The NBA's one and done rule has been problematic for years, but Dan Patrick might have a solution for the controversy.

NBA commissioner Adam Silver appeared to soften his stance on the league’s one-and-done rule in an appearance with Fox Sports’ Colin Cowherd this week.

Only months after the NBA opted to keep the current one-and-done rule in place in the new Collective Bargaining Agreement that was signed earlier this year, Silver said that he would like to ideally make some changes that he will investigate.

“I’m rethinking our position,” Silver said to Cowherd on Wednesday.
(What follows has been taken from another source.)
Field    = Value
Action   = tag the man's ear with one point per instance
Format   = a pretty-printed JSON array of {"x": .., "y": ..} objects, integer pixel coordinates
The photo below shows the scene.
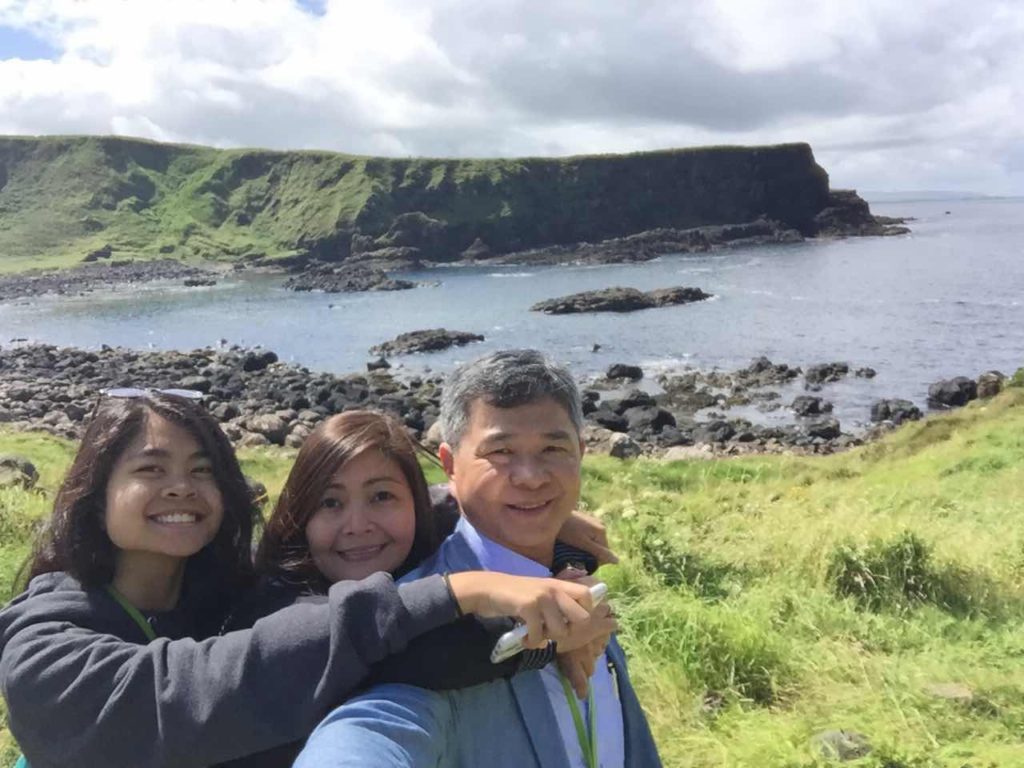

The one-and-done rule has effectively forced elite high school players to play college basketball for one season before they can declare for the NBA Draft thanks to the league’s draft age limit that was increased from 18 of 19 years old in 2005. While the league would like to increase that age limit, to 20 years old, the players’ association has wanted to revert back to a free system that would allow players to enter the league out of high school.
“In the last round of collective bargaining, Michele Roberts and I both agreed, let’s get through these core economic issues in terms of renewing the collective bargaining agreement, and then turn back to this age issue,” Silver told Cowherd, “Because it’s one I think we need to be more thoughtful on and not just be in an adversarial position sort of under the bright lights of collective bargaining.”

While a new seven-year CBA was signed earlier this year, that begins in July, the league could still opt to make changes if they can find a solution with the players’ association.

No significant change to this rule is going to happen right away but it’ll be interesting to see what course of action Silver takes if he wants to push forward with a new idea that will get rid of the one-and-done. This will be the NBA’s decision, since it is their league and rule, but they’ll likely consult college coaches and athletic directors during this process.